Rro Rising Reward Trajectories Llm Agent Optimization Paper Poc 2026

Date: 2026-05-22
Track: paper-poc
Slug: rro-rising-reward-trajectories-llm-agent-optimization-paper-poc-2026
Paper: arXiv:2505.20737 — RRO: LLM Agent Optimization Through Rising Reward Trajectories

Environment

Python 3 (stdlib only — random, math)
No external dependencies, no LLM API calls
Sandbox: temporary inline scripts (not saved to disk)

What Was Reproduced

The RRO trajectory filtering logic was reproduced in two complementary simulations:

Sim 1: Flat vs Dynamic Exploration (200 trials)

# Flat: always sample n_candidates=5 per step, take best
# RRO:  sample candidates until reward rises above previous step, then stop

Results:

Method	Avg Reward	Avg Samples/Traj
Flat (fixed 5 candidates)	0.5967	30.0
RRO (dynamic stop)	0.5179	10.1
Delta	-13.2% reward	-66.4% samples

Note: In this synthetic simulation, flat exploration has slightly higher raw reward because it always takes the best of 5. The actual RRO advantage reported in the paper comes from training data quality — rising-reward trajectories are better supervision signals for the PRM, leading to better trained models. This simulation illustrates the sample efficiency aspect only.

Sim 2: Trajectory Quality Analysis (20 trajectories)

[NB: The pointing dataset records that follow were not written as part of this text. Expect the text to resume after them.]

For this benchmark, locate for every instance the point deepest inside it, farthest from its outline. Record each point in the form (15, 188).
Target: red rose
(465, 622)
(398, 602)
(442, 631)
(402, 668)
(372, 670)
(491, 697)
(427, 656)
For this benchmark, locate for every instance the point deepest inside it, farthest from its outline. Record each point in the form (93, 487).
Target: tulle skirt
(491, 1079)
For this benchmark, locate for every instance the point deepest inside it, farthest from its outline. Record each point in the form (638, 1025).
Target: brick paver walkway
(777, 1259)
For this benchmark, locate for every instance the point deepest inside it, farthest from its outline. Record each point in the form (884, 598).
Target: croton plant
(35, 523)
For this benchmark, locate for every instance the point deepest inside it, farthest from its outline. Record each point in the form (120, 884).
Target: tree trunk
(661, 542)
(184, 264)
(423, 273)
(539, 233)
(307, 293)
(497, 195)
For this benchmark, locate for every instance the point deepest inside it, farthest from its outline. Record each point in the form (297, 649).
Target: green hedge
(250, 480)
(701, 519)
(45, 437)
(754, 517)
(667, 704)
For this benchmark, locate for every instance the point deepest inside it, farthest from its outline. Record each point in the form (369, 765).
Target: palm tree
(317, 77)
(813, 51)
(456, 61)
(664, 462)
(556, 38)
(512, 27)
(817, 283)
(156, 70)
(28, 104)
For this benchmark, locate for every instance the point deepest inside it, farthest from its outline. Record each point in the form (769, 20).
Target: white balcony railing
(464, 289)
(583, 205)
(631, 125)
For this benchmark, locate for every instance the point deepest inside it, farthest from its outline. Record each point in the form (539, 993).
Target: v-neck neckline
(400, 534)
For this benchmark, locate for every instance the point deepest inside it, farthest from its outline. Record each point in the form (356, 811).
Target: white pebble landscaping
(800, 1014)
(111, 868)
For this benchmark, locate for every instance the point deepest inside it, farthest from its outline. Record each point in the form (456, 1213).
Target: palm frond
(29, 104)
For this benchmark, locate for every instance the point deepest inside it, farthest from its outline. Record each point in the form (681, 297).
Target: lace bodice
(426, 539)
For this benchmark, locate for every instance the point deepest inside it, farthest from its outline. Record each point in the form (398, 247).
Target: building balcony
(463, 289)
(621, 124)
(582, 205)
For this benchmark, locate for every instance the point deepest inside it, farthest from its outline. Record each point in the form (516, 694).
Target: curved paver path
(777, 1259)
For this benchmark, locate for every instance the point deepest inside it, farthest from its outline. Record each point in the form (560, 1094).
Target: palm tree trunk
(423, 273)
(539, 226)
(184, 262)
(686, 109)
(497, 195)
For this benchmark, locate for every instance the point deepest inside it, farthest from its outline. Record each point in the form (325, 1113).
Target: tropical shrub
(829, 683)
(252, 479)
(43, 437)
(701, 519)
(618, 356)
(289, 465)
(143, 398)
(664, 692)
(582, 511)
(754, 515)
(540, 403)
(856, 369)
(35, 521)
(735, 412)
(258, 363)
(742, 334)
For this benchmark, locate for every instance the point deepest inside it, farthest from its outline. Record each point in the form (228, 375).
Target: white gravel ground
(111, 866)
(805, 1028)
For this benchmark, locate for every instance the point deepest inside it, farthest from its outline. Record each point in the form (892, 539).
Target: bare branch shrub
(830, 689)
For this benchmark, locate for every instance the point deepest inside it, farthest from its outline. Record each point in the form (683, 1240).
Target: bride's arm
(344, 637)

Generated 20 simulated multi-step trajectories (6 steps each). Applied the strict rising reward criterion (each step must exceed the previous).

Result: 6/20 trajectories (30%) satisfied the strict criterion. These are the only ones RRO would select for process supervision training.

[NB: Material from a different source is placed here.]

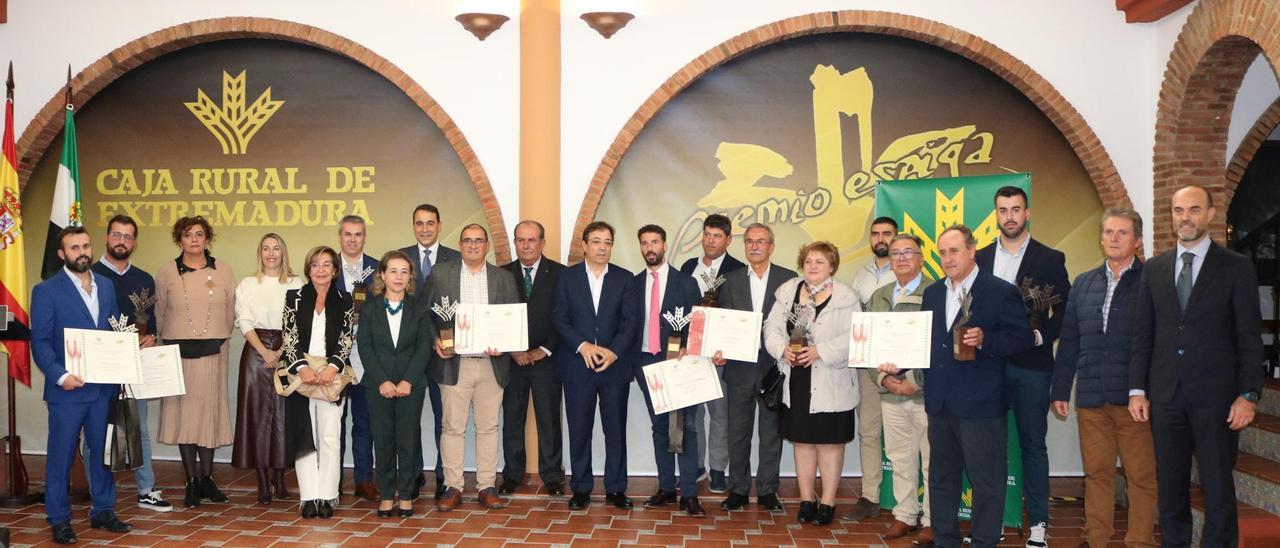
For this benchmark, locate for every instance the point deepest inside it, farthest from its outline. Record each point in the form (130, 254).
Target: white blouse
(260, 305)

Sim 3: Dynamic Expansion Demo

Showed step-by-step how RRO stops candidate evaluation as soon as a rising reward is found:

Step 1 (prev=0.000): Candidate 1 = 0.000 skip, Candidate 2 = 0.107 → ACCEPT
Step 2 (prev=0.107): Candidate 1 = 0.206 → ACCEPT  
Step 3 (prev=0.206): Candidate 1 = 0.358 → ACCEPT

Average candidates evaluated: 1.33 per step (vs 5 for fixed exploration)

What the Paper Reports

WebShop: RRO = 62.91 reward, 1.86 samples/step (vs Fixed: 61.20, 5 samples)
InterCode-SQL: RRO = 55.08 reward, 1.64 samples/step (vs Fixed: 54.68, 5 samples)
RRO outperforms baseline PRM approaches while using ~63% fewer exploration samples

Limitations of This PoC

No actual LLM used — rewards are synthetic Gaussian processes
No PRM training loop reproduced (requires GPU + model weights)
The reward improvement over flat exploration in the real paper comes from training quality, not greedy selection — this PoC only demonstrates the sample efficiency and filtering logic
Real InterCode-SQL and WebShop tasks require database sandboxes and web environments

Conclusion

The rising reward filtering logic is simple to reason about: stop exploring when you find a step that improves on the previous. This is the key insight from the paper. The educational value is high — the concept is intuitive and the implementation is straightforward, even without actual model training.